Hash Map and it’s implementation in Java

Chinmay Venkata Sabbam
art of coding
Published in
6 min readSep 22, 2019

--

1. Hierarchy of HashMap In Java

Hierarchy of Hash Map in collections Frame Work

2. Prerequisites for Internal Working of Hash Map

Before we need to learn about the internal working of the Hash Map. First we need to know about the Highlights of hash Code Method in java and also How hashing is implemented in java .

2.1 Highlights of hash Code Method

  1. For any object in java we are having the default Method hashCode()
  2. The default implementation of hashCode() in Object Class returns distinct integers for different objects.
  3. The hash code is depend up on the two parameters

(1) Object type

(2) content with in the Object

4. Even one of these parameters is changes, hash code of an object is changed

5. Let’s see the below Example , here object type (string) and content with in the Object is also same for these two objects. So it gives a same hash code for these two objects

Hash code generation for string s1 and s2 Objects

Advantage : We are converting every Object in to the hash code, so that we can easily perform the any Operations on Objects, like sorting etc based on the hash code.

2.2 Hashing In Java

  1. We have to create the Number of Buckets
  2. Each bucket consists of Hash index starting from the zero
  3. For Each Objects which are participated in Hashing is converted in to the Hash Code
  4. Hash index of every Objects is calculated using the below formula
Hash Index = Hash Code % number Of Buckets

5. Objects which are having similar index is stored in one bucket (Generally Linked List Implementation). This is how the hashing is done in java

3. Internal Working of Hash Map

3.1 Node Structure in Hash Map

Node in Hash Map consists of hash code,key,value and Next Node(i.e Means it is using linked list data-structure internally.

Node structure in Hash Map

3.2 Buckets in Hash Map to implement Hashing technique

  1. It is can create a number of Buckets(initial capacity of Hash Map) of size 16 which is starting from the hash index 0 to 15 by default
Node<K,V> [] table

2. Buckets are used to store nodes. Two or more nodes can store in the same bucket . In that case link list structure is used to connect the nodes.

3. Buckets are different in capacity. A relation between bucket and capacity is as follows:

capacity = initial Capacity * load factor

Default initial capacity of the Hash Map takes is 16 and load factor is 0.75f (i.e 75% of current map size). The load factor represents at what level the Hash Map capacity should be doubled.

For example product of capacity and load factor as 16 * 0.75 = 12. This represents that after storing the 12th key — value pair into the Hash Map , its capacity becomes 32.

4. A single bucket can have more than one node, it depends on hashCode() method.
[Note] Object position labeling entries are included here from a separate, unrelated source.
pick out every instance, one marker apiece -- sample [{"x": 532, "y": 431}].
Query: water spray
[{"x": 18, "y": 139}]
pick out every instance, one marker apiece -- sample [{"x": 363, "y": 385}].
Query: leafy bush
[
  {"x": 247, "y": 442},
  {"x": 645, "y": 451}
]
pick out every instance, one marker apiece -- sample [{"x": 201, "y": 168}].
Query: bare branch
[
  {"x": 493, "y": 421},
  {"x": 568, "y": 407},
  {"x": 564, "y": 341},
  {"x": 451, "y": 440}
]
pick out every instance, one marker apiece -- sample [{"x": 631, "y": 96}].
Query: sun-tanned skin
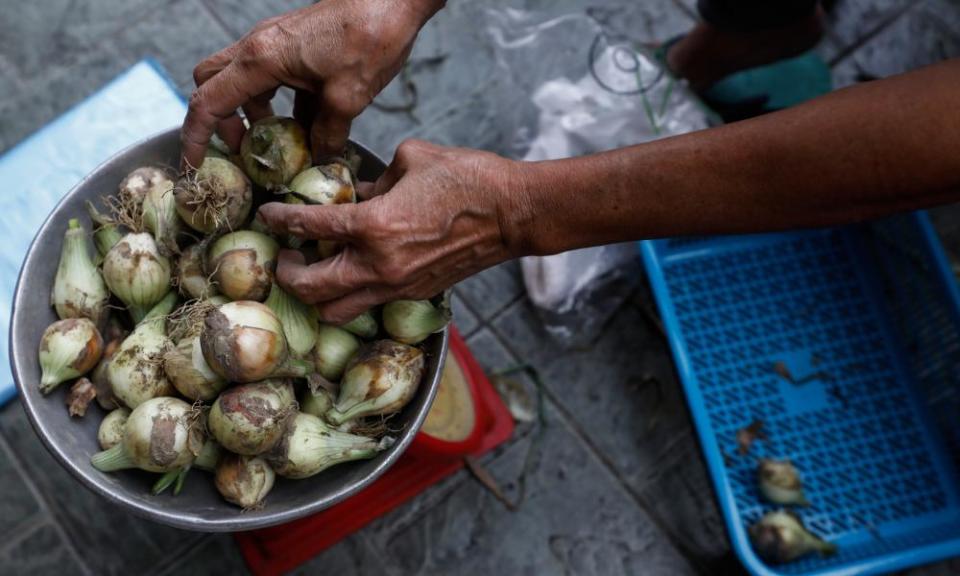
[{"x": 440, "y": 214}]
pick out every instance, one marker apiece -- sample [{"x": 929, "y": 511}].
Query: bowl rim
[{"x": 156, "y": 512}]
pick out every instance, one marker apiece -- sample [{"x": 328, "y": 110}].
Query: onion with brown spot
[
  {"x": 250, "y": 419},
  {"x": 68, "y": 349},
  {"x": 244, "y": 342},
  {"x": 216, "y": 197},
  {"x": 242, "y": 264},
  {"x": 381, "y": 379},
  {"x": 137, "y": 273},
  {"x": 161, "y": 435},
  {"x": 310, "y": 446},
  {"x": 244, "y": 480}
]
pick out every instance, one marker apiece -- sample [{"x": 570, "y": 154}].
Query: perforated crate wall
[{"x": 865, "y": 318}]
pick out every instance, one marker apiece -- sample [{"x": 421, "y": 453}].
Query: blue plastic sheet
[{"x": 41, "y": 169}]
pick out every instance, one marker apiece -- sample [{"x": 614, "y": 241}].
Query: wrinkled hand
[
  {"x": 436, "y": 216},
  {"x": 337, "y": 55}
]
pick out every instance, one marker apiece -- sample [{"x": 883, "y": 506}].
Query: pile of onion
[{"x": 197, "y": 358}]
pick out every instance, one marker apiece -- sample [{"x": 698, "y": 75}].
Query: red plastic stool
[{"x": 278, "y": 549}]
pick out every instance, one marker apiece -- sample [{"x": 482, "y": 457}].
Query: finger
[
  {"x": 213, "y": 64},
  {"x": 259, "y": 107},
  {"x": 216, "y": 100},
  {"x": 365, "y": 190},
  {"x": 321, "y": 281},
  {"x": 342, "y": 310},
  {"x": 333, "y": 222},
  {"x": 328, "y": 134},
  {"x": 231, "y": 130},
  {"x": 304, "y": 107}
]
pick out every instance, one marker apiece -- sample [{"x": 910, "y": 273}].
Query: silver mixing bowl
[{"x": 73, "y": 441}]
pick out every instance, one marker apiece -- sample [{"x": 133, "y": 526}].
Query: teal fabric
[
  {"x": 785, "y": 83},
  {"x": 40, "y": 170}
]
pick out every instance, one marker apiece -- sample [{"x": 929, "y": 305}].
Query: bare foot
[{"x": 707, "y": 54}]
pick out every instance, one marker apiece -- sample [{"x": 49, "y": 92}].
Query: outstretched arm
[{"x": 441, "y": 214}]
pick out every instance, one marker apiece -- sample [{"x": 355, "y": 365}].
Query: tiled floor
[{"x": 618, "y": 487}]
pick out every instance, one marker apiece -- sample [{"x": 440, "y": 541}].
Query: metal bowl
[{"x": 73, "y": 441}]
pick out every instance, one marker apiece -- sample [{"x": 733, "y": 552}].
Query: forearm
[{"x": 856, "y": 154}]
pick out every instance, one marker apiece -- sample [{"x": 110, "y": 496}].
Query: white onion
[{"x": 68, "y": 349}]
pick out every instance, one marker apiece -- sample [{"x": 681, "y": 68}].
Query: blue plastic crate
[{"x": 869, "y": 315}]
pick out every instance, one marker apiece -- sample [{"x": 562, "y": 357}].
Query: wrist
[
  {"x": 517, "y": 189},
  {"x": 422, "y": 10}
]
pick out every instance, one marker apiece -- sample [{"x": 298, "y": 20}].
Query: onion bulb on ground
[
  {"x": 335, "y": 347},
  {"x": 316, "y": 402},
  {"x": 310, "y": 446},
  {"x": 325, "y": 185},
  {"x": 217, "y": 196},
  {"x": 781, "y": 537},
  {"x": 136, "y": 371},
  {"x": 161, "y": 435},
  {"x": 299, "y": 321},
  {"x": 364, "y": 326},
  {"x": 111, "y": 428},
  {"x": 274, "y": 150},
  {"x": 250, "y": 419},
  {"x": 780, "y": 482},
  {"x": 190, "y": 276},
  {"x": 412, "y": 321},
  {"x": 381, "y": 379},
  {"x": 137, "y": 273},
  {"x": 244, "y": 480},
  {"x": 78, "y": 289},
  {"x": 68, "y": 349},
  {"x": 244, "y": 342},
  {"x": 242, "y": 264}
]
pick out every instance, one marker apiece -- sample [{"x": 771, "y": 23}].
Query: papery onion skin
[
  {"x": 68, "y": 349},
  {"x": 325, "y": 185},
  {"x": 780, "y": 537},
  {"x": 137, "y": 273},
  {"x": 412, "y": 321},
  {"x": 335, "y": 347},
  {"x": 250, "y": 419},
  {"x": 158, "y": 214},
  {"x": 111, "y": 428},
  {"x": 242, "y": 264},
  {"x": 188, "y": 371},
  {"x": 105, "y": 396},
  {"x": 244, "y": 480},
  {"x": 310, "y": 446},
  {"x": 136, "y": 371},
  {"x": 192, "y": 279},
  {"x": 381, "y": 379},
  {"x": 316, "y": 402},
  {"x": 217, "y": 197},
  {"x": 161, "y": 435},
  {"x": 274, "y": 150},
  {"x": 243, "y": 342},
  {"x": 78, "y": 288},
  {"x": 299, "y": 321},
  {"x": 364, "y": 326}
]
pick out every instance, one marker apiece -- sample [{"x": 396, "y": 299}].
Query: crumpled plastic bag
[{"x": 592, "y": 90}]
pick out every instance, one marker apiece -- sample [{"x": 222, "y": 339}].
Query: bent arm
[{"x": 859, "y": 153}]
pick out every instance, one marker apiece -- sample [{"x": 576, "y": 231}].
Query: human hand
[
  {"x": 436, "y": 216},
  {"x": 336, "y": 54}
]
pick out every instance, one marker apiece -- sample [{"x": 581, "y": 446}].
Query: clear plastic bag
[{"x": 586, "y": 88}]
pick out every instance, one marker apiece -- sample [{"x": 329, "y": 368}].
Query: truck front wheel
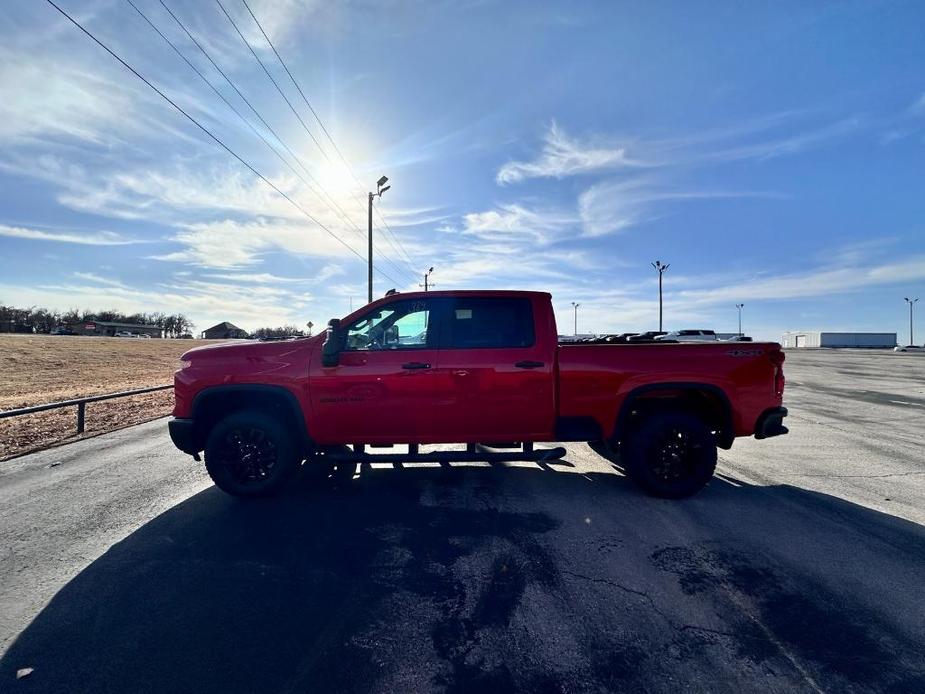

The better your hashCode() method is, the better your buckets will be utilized.

3.3 Put Method Operation Implementation In Hash Map

3.3.1 Algorithm of the put operation

Algorithm for the Hash Map Put Implementation
  1. Input: Key(K), Value(V)
  2. step no: 1 : computes hash code for the Key you provided
  3. step no: 2 : calculate the hash Index for every key based on hash code value using below formula
hash Index = hash code % (size of the buckets - 1)

4. step no : 3 : Nodes will be formed based on the Key,hash Code,value,next Node

5. step no: 4 : place the nodes in the Particular hash index of the bucket
if same Nodes have a similar Hash Index (collision nodes) will be placed as a Linked List.

Note: Hash Map has the ability to store key as null. it takes hash Index 0

3.3.2 Example to Understand Put Algorithm

  1. consider the Map

Map<String,Integer> map = new HashMap<>();
map.put(“KING”,100);
map.put(“CLARK”,100);
map.put(“BLAKE”,100);
map.put(“FORD”,100);
map.put(“SMITH”,100);
map.put(“WARD”,100);
map.put(“JONES”,100);

2. After calculation of hash index based on hash code for every key

hash Index was calculated for every Key

3. Nodes will formed and placed in the bucket based on Hash Index

placing Nodes based on the hash Index

observe keys KING,BLAKE,WARD having similar hash Index 4 , the nodes which are having similar hash Index are called collision nodes and they are placed as Linked list data structure as shown in above figure

3.4 GET Method Operation Implementation In Hash Map

3.4.1 Algorithm of the get operation

Get operation algorithm
  1. step no: 1 : Input: Key(K), computes hash code for the Key you provided
  2. step no: 2 : calculate the hash Index for every key based on hash code value using below formula
hash Index = hash code % (size of the buckets - 1)

3. step no: 3: it goes to the hash index and it compares the calculated Hash code of the Key Object to the Hash code of the Node present in the hash index of the bucket .

4. step no : 4 : if it matches , compare the content using equals Method and it returns the value

5. step no : 5 : if it does not matches, it goes for the next node which is stored in the form of the linked list in the same hash Index until it matches with Hash Code.

3.4.2 Example to Understand get Algorithm

  1. consider the same map which we used to understand the put algorithm.
  2. if we are fetching the Key-map.get(“WARD”). it calculates the hash code and hash index of WARD Key . it gives hash index 4, it compares the hash code of WARD key to KING and BLAKE Nodes first. it does not found hash code of these Nodes matches with hash code of WARD key. later it compares with WARD Key Node and it returns the value.

4. Improvement in JAVA 8

1.when we have too many unequal keys which gives same hash Index.then the number of Nodes in that particular hash Bucket is increases

2. When the number of Nodes in a particular hash Bucket grows beyond the threshold(TREEIFY_THRESHOLD = 8). Content of that bucket switches from using a linked list of entry Objects to the BALANCED TREE

3.Balanced Tree improves the worst case performance o(n) to o(logn)

4. Based on the hash code values Nodes are distributed in the balanced tree

5. If two hash codes are same , then it sees the key Length

Nodes distributed based on hash code values in the balanced tree
sample Example of balanced tree

5. Performance of Hash Map

The performance of hash Map is depend up on the initial Capacity and the load Factor

We can alter the hash Map through constructors provided to it

Hash Map provides 4 constructors and access modifier of each is public:

  1. HashMap(): It is the default constructor which creates an instance of HashMap with initial capacity 16 and load factor 0.75.
  2. HashMap(int initial capacity): It creates a Hash Map instance with specified initial capacity and load factor 0.75.
  3. HashMap(int initial capacity, float loadFactor): It creates a Hash Map instance with specified initial capacity and specified load factor.
  4. HashMap(Map map): It creates instance of HashMap with same mappings as specified map.

6. Impact of load Factor :

1.The load factor is a measure of how full the hash table is allowed to get before its capacity is automatically increased. Default value is 0.75

2.the default load factor (.75) offers a good trade-off between time and space costs.

3. Higher values decrease the space overhead but increase the lookup cost (reflected in most of the operations of the Hash Map class, including get and put).

4.The expected number of entries in the map and its load factor should be taken into account when setting its initial capacity, so as to minimize the number of rehash operations.

5. If the initial capacity > (maximum number of entries in map/ the load factor), no rehash operations will ever occur.

--

--